O esquerdista Andrés Manuel López Obrador venceu por larga margem as eleições do México, mas são muitas as dúvidas sobre sua capacidade de colocar em prática o programa de governo que prometeu durante a campanha. Assim como no Brasil, onde é enorme o desencanto com os políticos, há enormes problemas a serem enfrentados naquele país, a começar pela corrupção que está entranhada no sistema público. Não por acaso, Obrador disse que, se fosse o escolhido pelos mexicanos, atacaria, sem piedade, “a máfia do poder”.

O México vive momentos terríveis. A violência aumentou a níveis assustadores. Mais de 30 mil pessoas são mortas por ano — 85 por dia. A pobreza não dá trégua. Segundo as estatísticas, metade da população vive hoje sem renda suficiente para o sustento básico. De cada 10 crianças que nascem pobres, sete morrerão nessa condição por falta de perspectivas. O crescimento econômico pífio dos últimos anos — média anual de 2% —, não foi suficiente para reduzir as desigualdades sociais. Os sistemas de educação e de saúde estão precários, tamanho o desvio de verbas.

O Estado mexicano foi tomado pelos desmandos, totalmente aparelhado pelas corporações e pelo empresariado guloso por benesses. Num ranking composto por 180 países, o México aparece na 135ª posição quando o tema é corrupção. Hoje, é impossível saber no México onde acaba o setor público e começa o setor privado, tal emaranhado de interesses. Os donos do poder surrupiaram todas os governos, as estatais, as polícias, essas, totalmente dominadas pelo narcotráfico, que comandou uma onda de assassinatos durante o processo eleitoral, um dos mais violentos que se tem notícia.

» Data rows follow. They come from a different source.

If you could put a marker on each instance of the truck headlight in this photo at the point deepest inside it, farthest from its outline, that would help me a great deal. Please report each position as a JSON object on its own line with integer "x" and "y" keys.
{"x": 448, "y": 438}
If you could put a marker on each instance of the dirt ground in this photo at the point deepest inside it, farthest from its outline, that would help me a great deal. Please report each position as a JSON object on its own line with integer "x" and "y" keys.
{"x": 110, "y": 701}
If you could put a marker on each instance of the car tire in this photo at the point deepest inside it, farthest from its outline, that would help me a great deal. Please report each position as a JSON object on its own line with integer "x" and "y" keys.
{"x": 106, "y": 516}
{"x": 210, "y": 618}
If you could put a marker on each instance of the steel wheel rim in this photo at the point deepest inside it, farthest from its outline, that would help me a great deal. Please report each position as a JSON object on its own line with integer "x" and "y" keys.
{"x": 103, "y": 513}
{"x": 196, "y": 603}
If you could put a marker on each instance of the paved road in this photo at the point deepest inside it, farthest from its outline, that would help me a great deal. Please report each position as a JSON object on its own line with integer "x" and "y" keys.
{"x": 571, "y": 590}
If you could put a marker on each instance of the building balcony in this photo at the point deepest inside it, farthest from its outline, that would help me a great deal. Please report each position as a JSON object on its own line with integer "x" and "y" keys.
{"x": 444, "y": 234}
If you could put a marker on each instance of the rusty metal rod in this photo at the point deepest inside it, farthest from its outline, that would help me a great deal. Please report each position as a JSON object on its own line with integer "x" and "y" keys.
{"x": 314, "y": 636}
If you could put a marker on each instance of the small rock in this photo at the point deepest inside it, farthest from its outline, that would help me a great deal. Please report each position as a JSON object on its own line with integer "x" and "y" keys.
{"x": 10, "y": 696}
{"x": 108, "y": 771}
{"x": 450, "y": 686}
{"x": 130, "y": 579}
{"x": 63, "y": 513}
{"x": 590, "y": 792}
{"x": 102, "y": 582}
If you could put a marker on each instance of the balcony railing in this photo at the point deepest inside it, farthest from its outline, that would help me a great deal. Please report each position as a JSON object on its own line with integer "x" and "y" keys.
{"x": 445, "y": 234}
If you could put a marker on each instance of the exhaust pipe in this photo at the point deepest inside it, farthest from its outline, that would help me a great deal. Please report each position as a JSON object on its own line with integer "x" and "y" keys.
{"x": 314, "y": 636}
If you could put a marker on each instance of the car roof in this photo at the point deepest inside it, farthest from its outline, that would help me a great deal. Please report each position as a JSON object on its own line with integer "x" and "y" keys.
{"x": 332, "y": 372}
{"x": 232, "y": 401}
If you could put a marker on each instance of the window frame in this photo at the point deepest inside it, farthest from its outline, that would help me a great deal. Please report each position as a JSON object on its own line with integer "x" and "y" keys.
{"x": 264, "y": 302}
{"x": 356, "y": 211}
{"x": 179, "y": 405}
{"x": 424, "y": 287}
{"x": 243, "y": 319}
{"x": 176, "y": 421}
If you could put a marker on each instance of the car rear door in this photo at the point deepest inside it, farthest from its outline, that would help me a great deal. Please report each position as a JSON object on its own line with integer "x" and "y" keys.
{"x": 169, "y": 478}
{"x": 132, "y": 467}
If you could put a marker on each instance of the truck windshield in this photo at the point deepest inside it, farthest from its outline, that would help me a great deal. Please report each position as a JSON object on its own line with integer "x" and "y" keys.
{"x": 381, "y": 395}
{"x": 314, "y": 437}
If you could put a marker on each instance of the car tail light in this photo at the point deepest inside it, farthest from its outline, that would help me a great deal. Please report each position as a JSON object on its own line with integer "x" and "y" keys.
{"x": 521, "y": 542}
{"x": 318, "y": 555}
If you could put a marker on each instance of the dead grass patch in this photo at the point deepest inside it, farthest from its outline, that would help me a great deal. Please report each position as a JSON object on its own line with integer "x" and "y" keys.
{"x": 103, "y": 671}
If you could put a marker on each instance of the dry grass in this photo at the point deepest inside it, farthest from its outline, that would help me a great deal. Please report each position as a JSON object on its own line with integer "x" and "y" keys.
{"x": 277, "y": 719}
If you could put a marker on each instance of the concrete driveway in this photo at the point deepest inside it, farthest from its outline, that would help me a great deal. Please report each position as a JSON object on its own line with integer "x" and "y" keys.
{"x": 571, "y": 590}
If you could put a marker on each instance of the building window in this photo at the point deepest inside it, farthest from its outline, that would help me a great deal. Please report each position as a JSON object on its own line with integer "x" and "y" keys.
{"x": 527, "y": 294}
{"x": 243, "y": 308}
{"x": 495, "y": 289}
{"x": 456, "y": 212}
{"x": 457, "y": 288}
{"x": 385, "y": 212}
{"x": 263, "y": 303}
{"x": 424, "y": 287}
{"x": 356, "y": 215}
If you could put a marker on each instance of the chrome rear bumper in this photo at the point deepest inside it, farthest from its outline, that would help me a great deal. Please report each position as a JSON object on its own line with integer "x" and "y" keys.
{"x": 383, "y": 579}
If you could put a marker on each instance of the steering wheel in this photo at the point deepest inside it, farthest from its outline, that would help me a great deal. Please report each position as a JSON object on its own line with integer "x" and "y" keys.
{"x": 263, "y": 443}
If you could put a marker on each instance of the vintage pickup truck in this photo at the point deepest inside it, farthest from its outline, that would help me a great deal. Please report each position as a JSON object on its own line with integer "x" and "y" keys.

Obrador promete limpar o sistema e derrotar o establishment que levou o México para situação tão deplorável, tudo com a complacência do atual presidente, Enrique Peña Nieto, cujo governo foi marcado por sérias irregularidades, pelo aumento do fosso que separa ricos e pobres e pela resignação ante os ataques proferidos pelo presidente dos Estados Unidos, Donald Trump. O futuro comandante do México acredita que pode mudar o rumo desse caminho tortuoso, inclusive com uma relação mais promissora com o país vizinho e o fortalecimento do Nafta, acordo comercial que mantém com os EUA e o Canadá.

Não é só. Obrador também foi eleito com a promessa de implantar programas sociais para reduzir a pobreza, aumentar o salário mínimo e ampliar a participação do governo no setor de petróleo, que foi reduzida por Peña Nieto. É importante lembrar, contudo, que a situação fiscal do México não é das melhores. A dívida pública está em 54% do Produto Interno Bruto (PIB). Ao menor sinal de desequilíbrio nas contas federais, Obrador será testado pelos investidores, que já o veem com reserva, temendo que o populismo passe a ser a tônica da futura administração.

O México já havia negado, por duas vezes (2006 e 2012), a Presidência da República a Obrador. Desta vez, em meio ao fastio e à fadiga com os políticos, cedeu aos apelos do esquerdista para mostrar que será diferente de tudo o que se viu nos últimos anos. O país é a 15ª economia do planeta, com grande potencial para deslanchar. Mais quatro anos de decepção serão terríveis para uma população que já pagou um preço muito alto pelo descaso. De péssimos exemplos, a América Latina está cheia.